Artists

HEW LOCKE

Congo Man, 2007

Hew Locke (1959, Edinburgh) lives and works in London. Locke moved to Guyana where he spent his formative years. Back in the UK he completed an MA in sculpture at the Royal College.  He first came to national notice with his ''Cardboard Palace' created in 2002 for Chisenhale Gallery.

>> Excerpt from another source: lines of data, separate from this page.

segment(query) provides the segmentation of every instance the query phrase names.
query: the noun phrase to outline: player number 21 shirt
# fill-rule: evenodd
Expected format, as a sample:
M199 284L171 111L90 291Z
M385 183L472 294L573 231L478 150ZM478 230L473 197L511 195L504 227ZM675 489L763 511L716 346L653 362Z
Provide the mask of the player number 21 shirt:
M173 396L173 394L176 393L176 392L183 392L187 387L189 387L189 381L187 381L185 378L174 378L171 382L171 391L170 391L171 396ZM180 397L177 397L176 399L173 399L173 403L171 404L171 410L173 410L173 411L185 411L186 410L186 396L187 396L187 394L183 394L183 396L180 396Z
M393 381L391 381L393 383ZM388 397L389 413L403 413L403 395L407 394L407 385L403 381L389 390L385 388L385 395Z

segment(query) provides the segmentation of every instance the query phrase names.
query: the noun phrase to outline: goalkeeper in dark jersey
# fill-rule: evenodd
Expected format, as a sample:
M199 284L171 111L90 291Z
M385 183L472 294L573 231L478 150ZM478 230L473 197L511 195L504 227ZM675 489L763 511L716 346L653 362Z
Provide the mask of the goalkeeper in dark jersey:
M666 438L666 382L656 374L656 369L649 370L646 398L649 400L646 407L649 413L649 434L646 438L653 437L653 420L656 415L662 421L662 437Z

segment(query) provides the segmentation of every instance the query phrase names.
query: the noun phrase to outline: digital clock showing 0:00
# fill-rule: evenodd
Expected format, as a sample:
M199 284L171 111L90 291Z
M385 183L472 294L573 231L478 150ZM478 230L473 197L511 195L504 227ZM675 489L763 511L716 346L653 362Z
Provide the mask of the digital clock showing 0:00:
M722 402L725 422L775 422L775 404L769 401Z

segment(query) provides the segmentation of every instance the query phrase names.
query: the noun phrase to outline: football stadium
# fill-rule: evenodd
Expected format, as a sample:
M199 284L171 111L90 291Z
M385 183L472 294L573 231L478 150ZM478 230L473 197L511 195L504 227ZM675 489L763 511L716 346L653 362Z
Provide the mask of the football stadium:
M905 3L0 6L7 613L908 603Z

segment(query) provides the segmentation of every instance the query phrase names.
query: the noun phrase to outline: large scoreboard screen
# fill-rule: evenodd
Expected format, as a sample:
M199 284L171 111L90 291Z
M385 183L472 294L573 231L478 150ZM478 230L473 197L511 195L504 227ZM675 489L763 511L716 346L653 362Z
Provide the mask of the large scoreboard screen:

Locke began to see the Royal Family as a vehicle through which he confronted and evaluated his experiences of growing up and his work began to develop a sense of a resulting cultural clash. Locke breaks down the image and then renders this famous face in his own terms, creating elaborate glitzy effigies with a hint of menace, out of modest materials such as plastic lizards, sequin waste, fake machine gun parts and silk flowers.

 

Locke has exhibited extensively around the UK, including Tate Britain as part of British Art Week, BAS6, The V&A Museum, The New Art Gallery Walsall, The Bluecoat Gallery and The British Museum. Locke has recently been commissioned to make a permanent installation for The New Art Exchange, Nottingham.  In the US he has shown at The Luckman Gallery LA, Atlanta Contemporary Arts and at The Brooklyn Museum .  He is taking part in 'Second Life' at the Museum of Art and Design, New York.  He is creating new work for a solo show with Iniva at Rivington Place, London in 2008.